Pakistan Ticaret ve Sanayi Federasyonu Başkanı Mian Muhammed Adres de insan kaynaklarına ek olarak D-8 ülkeleri arasındaki ticaret hacminin özellikle potansiyele bakıldığında küçük kaldığını söyledi. Bu ülkelerin birbirlerinin ekonomilerini tamamlamalarının ve bölge içi ticareti artırarak küresel piyasada rol oynamalarının önemini vurgulayan Adres, küresel ticaret ve ekonomik konularla ilgili ortak hareket edilmesi gerektiğini kaydetti.

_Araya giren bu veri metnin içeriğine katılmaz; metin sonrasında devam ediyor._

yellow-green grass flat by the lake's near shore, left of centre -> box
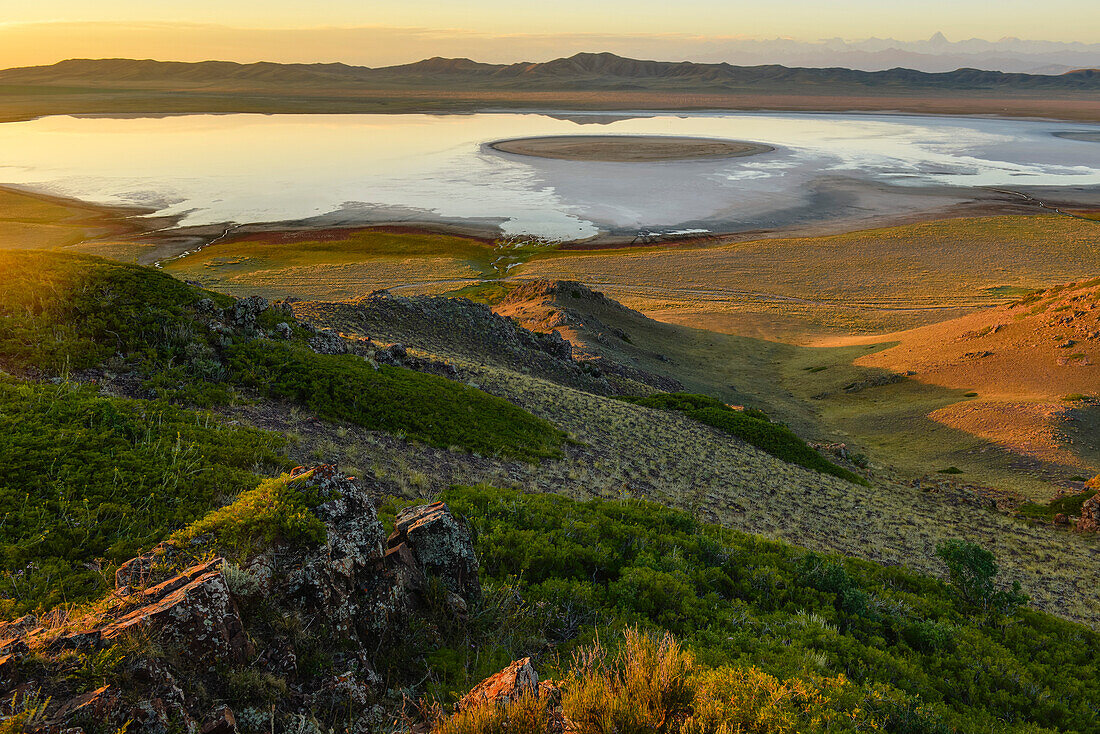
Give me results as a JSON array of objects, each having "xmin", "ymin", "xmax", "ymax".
[{"xmin": 165, "ymin": 230, "xmax": 493, "ymax": 300}]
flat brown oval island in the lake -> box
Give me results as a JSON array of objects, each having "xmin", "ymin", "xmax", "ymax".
[{"xmin": 487, "ymin": 135, "xmax": 776, "ymax": 163}]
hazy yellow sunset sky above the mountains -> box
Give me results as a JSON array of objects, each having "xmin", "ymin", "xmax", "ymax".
[{"xmin": 0, "ymin": 0, "xmax": 1100, "ymax": 67}]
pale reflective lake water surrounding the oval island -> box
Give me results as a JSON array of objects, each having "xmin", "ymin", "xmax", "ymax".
[{"xmin": 0, "ymin": 112, "xmax": 1100, "ymax": 239}]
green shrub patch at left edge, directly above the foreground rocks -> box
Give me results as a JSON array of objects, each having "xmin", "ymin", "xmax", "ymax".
[{"xmin": 0, "ymin": 379, "xmax": 286, "ymax": 616}]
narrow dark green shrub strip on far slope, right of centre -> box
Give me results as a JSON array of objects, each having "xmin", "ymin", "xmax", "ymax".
[{"xmin": 623, "ymin": 393, "xmax": 867, "ymax": 484}]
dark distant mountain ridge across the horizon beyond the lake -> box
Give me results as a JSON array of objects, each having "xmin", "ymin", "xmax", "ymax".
[{"xmin": 0, "ymin": 53, "xmax": 1100, "ymax": 91}]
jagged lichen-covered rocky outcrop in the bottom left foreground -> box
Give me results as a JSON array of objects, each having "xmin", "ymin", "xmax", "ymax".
[{"xmin": 0, "ymin": 465, "xmax": 481, "ymax": 734}]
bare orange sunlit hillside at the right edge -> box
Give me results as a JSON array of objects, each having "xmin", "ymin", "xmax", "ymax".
[{"xmin": 856, "ymin": 281, "xmax": 1100, "ymax": 474}]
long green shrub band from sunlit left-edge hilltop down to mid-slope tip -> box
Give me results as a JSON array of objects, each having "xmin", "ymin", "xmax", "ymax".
[{"xmin": 0, "ymin": 252, "xmax": 562, "ymax": 460}]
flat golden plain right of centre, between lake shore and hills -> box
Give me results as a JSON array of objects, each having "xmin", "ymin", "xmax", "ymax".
[{"xmin": 515, "ymin": 215, "xmax": 1100, "ymax": 342}]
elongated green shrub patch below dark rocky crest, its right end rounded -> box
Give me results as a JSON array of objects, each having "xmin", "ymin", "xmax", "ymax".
[{"xmin": 229, "ymin": 341, "xmax": 564, "ymax": 461}]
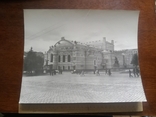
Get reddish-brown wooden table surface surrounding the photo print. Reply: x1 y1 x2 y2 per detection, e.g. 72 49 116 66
0 0 156 115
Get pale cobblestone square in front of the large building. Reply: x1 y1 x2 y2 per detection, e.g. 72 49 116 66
19 72 146 103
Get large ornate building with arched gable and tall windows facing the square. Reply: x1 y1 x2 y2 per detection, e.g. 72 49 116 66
44 37 114 70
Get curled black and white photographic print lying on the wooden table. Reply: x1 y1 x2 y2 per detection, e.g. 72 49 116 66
19 9 146 112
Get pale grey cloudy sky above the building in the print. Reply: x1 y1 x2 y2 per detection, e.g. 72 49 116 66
24 9 139 52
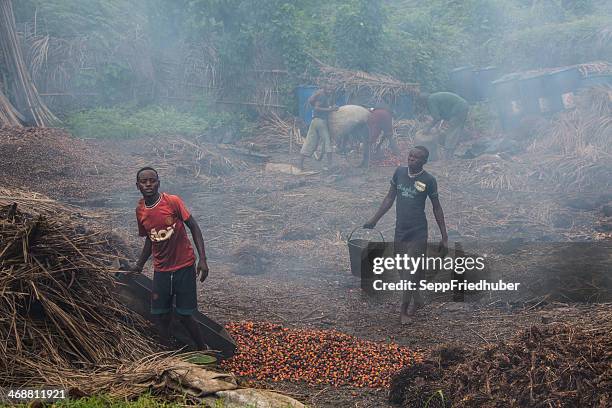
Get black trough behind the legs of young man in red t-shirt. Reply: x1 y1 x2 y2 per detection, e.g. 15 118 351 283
115 273 236 358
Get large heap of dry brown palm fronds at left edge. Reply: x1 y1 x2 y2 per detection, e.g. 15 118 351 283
0 192 154 387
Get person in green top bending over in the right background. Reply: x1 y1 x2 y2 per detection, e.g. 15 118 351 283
419 92 469 158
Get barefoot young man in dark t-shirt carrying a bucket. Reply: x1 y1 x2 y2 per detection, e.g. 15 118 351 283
363 146 448 324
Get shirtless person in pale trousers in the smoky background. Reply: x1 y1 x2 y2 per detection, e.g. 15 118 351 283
298 86 338 170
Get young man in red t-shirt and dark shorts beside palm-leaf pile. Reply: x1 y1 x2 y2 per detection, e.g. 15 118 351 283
132 167 208 348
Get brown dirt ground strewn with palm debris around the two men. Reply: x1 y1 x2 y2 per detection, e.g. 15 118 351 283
5 133 612 407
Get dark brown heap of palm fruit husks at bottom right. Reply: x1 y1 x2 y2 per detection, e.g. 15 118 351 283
389 318 612 408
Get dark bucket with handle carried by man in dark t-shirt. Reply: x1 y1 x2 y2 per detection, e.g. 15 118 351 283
347 227 385 293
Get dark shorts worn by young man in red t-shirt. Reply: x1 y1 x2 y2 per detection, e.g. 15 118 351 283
151 264 198 316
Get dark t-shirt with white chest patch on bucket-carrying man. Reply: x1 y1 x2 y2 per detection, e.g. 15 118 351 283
391 167 438 241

Konuşmaların ardından Ekonomi Bakanı Elitaş, TOBB Başkanı Hisarcıklıoğlu ve D-8 ülkelerinden katılan temsilcilerle fotoğraf çektirdi.
- D-8 ülkeleri
Gelişmekte olan 8 ülke olarak bilinen D-8, Türkiye, İran, Pakistan, Bangladeş, Malezya, Endonezya, Mısır ve Nijerya'dan oluşuyor. İstanbul'da 1997 yılında yapılan zirve ile resmen kurulan D-8, kalkınma yolundaki ülkelerin dünya ekonomisi içindeki konumlarını iyileştirmeyi, ticari ilişkilerini çeşitlendirmeyi ve ticaret alanında üye ülkelere yeni imkanlar yaratmayı, uluslararası seviyede karar verme mekanizmalarına güçlü biçimde katılımlarını sağlamayı ve halklarının yaşam seviyesini yükseltmeyi amaçlıyor.